GLM 5.2 is open source and free to download. Running it is another story. At best it needs around 240 GB of memory, and that's only in its most compressed version. I have a US$4,000 DGX Spark dedicated to this, with 128 GB, and it doesn't have enough to even start. This isn't opinion, it's arithmetic. What bothers me isn't the model. It's the smoke from people shouting "free" who never opened a terminal.

Why does everyone say GLM 5.2 is free?

Because they mix up two different things. One is the license. GLM 5.2 shipped under the MIT license on June 13, 2026: anyone can download the weights, no payment, no permission. That's real and it's great.

The other is the cost of using it. Downloading the model costs nothing. Making it run at a usable speed costs money, and a lot of it. Both facts coexist, but the posts you see only tell you the first one. "Open weights under MIT" doesn't pull as many likes as "it's free and it beats the paid model."

What's the best free AI? The question is wrong

It's the search everyone makes, so I'll answer it straight: the best open source AI today (GLM 5.2, DeepSeek, the big Qwens) isn't free to run for almost anyone. The word "free" assumes you already have somewhere to run it. That's the trap.

The open source models that compete with the paid ones are huge. They don't run on your laptop. They run on a tiny fraction of the computers that exist in the world. The small model that does fit on your machine isn't the one you saw winning the rankings.

What it really costs to run GLM 5.2

GLM 5.2 is a mixture-of-experts model with around 750 billion parameters.
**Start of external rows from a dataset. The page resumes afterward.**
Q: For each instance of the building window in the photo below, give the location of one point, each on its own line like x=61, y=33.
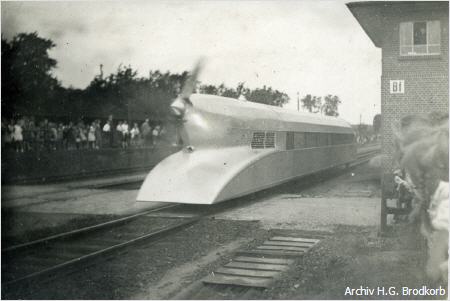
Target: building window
x=420, y=38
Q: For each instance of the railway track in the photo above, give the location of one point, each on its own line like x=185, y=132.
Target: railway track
x=37, y=260
x=40, y=259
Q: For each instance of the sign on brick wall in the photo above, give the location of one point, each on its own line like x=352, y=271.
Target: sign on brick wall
x=397, y=86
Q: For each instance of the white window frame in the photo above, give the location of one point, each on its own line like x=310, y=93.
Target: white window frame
x=413, y=53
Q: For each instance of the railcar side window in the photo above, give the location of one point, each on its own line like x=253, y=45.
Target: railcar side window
x=263, y=140
x=270, y=140
x=290, y=140
x=311, y=139
x=258, y=140
x=299, y=140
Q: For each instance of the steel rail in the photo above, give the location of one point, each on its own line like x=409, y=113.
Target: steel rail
x=84, y=258
x=83, y=230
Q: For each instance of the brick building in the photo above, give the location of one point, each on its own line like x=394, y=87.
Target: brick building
x=413, y=37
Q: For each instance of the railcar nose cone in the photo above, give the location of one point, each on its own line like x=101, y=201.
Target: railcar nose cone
x=178, y=107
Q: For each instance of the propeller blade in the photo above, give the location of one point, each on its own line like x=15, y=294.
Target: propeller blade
x=189, y=85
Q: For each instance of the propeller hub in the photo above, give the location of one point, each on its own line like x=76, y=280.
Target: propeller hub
x=178, y=107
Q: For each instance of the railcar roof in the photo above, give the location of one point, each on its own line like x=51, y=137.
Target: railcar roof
x=266, y=111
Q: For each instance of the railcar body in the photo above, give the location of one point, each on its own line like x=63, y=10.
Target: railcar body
x=233, y=148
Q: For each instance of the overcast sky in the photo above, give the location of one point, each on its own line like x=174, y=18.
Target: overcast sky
x=314, y=47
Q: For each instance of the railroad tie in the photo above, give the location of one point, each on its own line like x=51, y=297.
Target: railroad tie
x=251, y=268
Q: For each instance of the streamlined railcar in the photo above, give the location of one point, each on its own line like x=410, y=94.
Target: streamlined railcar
x=232, y=148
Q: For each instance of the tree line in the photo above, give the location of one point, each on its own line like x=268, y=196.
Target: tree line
x=30, y=88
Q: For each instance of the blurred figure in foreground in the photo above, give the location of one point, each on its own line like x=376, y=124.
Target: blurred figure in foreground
x=422, y=152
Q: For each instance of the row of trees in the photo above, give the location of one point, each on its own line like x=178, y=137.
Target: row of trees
x=327, y=106
x=30, y=88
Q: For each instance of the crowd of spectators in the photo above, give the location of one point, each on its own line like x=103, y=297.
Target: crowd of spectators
x=29, y=134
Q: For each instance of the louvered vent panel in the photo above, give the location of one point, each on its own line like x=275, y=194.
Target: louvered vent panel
x=258, y=140
x=270, y=140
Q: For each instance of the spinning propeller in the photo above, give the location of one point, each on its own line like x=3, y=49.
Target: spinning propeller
x=180, y=105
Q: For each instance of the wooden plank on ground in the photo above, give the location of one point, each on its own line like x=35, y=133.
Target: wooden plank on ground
x=264, y=260
x=243, y=272
x=299, y=239
x=277, y=253
x=300, y=249
x=256, y=266
x=238, y=280
x=305, y=245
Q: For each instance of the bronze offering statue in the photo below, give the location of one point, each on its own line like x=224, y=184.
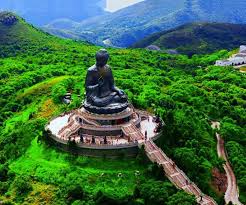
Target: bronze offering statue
x=102, y=97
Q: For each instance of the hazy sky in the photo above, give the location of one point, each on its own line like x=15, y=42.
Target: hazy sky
x=114, y=5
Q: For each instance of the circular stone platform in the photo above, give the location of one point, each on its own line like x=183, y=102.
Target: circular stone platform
x=103, y=135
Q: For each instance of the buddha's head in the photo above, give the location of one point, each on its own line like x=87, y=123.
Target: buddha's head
x=102, y=57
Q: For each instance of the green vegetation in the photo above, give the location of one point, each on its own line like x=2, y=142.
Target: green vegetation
x=198, y=38
x=36, y=69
What it costs to run depends on two things: how much you compress it (and how much quality you give up) and how fast you want it. Here's the real map:

Version Memory Typical hardware Approx. cost Speed
FP16 (full, no quality loss) ~1,642 GB 2-3 DGX servers (16-24 GPUs) US$500,000 to 1M+ like a provider
4-bit (decent, near-full quality) ~411 GB several datacenter GPUs ~US$150,000 good
2-bit (minimum usable, degraded quality) ~240 GB Mac Studio 256 GB or 4× RTX 4090 rig ~US$10,000 3-6 tokens/s
Doesn't fit 128 GB DGX Spark US$4,000 won't run

Read it from the bottom up. My US$4,000 Spark, bought precisely for this, doesn't even reach the minimum: GLM 5.2 needs 240 GB and it has 128. It doesn't even fit.
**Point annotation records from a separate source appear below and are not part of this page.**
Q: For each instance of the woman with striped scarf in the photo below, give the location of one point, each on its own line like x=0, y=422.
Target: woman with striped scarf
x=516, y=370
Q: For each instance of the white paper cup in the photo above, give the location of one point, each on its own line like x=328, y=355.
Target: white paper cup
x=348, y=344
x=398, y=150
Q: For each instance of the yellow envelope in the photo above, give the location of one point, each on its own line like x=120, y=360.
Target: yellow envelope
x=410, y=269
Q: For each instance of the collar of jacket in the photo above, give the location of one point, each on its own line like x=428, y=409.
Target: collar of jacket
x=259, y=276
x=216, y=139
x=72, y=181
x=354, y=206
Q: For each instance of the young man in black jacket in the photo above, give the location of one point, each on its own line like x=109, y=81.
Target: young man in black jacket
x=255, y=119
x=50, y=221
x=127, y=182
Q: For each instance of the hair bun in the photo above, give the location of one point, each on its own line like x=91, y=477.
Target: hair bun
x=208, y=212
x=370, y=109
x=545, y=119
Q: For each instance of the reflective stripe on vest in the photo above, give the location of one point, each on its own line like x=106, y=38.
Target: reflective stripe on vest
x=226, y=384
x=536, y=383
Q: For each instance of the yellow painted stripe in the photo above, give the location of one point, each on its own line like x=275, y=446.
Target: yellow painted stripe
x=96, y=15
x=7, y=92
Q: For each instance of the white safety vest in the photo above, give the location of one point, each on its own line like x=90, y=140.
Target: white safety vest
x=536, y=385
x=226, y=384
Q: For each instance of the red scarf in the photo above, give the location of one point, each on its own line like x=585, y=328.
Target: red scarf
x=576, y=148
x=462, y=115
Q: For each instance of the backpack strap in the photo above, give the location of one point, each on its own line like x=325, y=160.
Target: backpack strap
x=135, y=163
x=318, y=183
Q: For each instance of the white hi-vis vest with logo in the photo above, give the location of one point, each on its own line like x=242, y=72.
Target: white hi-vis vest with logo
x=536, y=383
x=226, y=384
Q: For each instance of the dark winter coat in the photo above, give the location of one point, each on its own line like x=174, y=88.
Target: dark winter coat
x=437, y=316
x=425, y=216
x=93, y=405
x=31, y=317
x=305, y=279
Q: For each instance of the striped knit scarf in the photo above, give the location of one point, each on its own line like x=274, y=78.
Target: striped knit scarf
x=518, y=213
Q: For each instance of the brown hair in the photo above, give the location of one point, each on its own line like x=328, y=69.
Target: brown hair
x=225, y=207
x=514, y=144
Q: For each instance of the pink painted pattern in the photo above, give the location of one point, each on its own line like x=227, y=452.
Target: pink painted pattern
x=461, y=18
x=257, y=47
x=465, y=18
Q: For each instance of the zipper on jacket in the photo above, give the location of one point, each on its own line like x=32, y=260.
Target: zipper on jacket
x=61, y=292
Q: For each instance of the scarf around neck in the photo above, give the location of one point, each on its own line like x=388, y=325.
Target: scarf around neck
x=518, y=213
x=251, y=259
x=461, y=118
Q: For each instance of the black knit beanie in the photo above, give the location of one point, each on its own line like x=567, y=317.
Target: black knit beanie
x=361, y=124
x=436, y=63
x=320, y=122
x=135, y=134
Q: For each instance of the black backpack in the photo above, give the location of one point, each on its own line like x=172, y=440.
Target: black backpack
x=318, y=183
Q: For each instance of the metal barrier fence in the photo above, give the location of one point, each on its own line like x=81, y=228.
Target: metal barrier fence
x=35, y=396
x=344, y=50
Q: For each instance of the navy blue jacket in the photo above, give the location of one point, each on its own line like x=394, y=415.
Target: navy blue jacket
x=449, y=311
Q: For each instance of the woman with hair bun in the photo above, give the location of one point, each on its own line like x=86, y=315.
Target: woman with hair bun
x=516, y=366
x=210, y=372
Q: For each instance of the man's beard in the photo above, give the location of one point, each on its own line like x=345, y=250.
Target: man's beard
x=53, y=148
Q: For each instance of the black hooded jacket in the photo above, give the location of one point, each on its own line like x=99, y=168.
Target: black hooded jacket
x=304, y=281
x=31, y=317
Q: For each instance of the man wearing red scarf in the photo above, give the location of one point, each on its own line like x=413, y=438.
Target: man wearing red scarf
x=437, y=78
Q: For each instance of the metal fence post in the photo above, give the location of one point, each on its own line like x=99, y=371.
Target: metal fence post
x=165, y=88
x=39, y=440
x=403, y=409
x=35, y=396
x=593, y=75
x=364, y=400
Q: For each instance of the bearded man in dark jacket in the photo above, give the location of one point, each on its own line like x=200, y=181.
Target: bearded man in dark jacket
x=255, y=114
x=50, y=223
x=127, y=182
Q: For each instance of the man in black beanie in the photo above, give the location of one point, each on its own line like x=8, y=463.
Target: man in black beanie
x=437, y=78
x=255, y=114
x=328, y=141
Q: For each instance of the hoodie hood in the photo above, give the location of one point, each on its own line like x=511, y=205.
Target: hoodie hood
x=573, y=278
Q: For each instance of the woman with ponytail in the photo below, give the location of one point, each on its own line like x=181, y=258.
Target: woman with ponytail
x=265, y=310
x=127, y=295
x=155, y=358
The first rung where the model runs is a US$10,000 Mac, compressed to 2-bit (quality drops) and at 3 to 6 tokens per second. At that speed you type faster than the model. To have it decent and fast you're already in six figures. And to run it the way a provider hands it to you (OpenRouter, Nvidia NIM and friends), at full precision, you're at two or three DGX servers and up to a million dollars.

And that's just buying the gear. It doesn't include the electricity bill of keeping it on, or that in a few months a bigger model ships and your investment falls short, or your hours maintaining all of it. The provider spreads that datacenter cost across thousands of users and charges you fractions of a dollar per million tokens. You'd pay it whole, just for you, with the machine off most of the day.

DeepSeek, Qwen, GLM: "free" is marketing

The pattern repeats with every launch. An open source model that fights the paid ones drops, and the next day half the internet announces that top-tier AI is now free. DeepSeek went through this. The big Qwens too.

The part that doesn't make it into the video: to run those models at a usable speed, you need a hardware investment that pays for several years of an API subscription on its own. The open license doesn't save you that cost. It just changes who pays it. Instead of the model provider, you pay it, in gear.

The pattern shows up in dozens of posts from creators talking about models they never ran. The formula is always the same: an epic image, a vault swinging open and the model flowing out toward a desktop computer, and a headline like "the best coding model is no longer rented, it's open source." Sounds incredible. It has two problems. First: that desktop computer with one graphics card doesn't run GLM 5.2, not even close. The image draws something that can't be done. Second: "no longer rented" is exactly backwards. You keep renting it through an API, because you have nowhere to run it. The vault opened, yes, but inside there's something that only fits in a US$12,000 machine. Open isn't the same as accessible. For most people, that "freed" model stays as far away as the paid closed one.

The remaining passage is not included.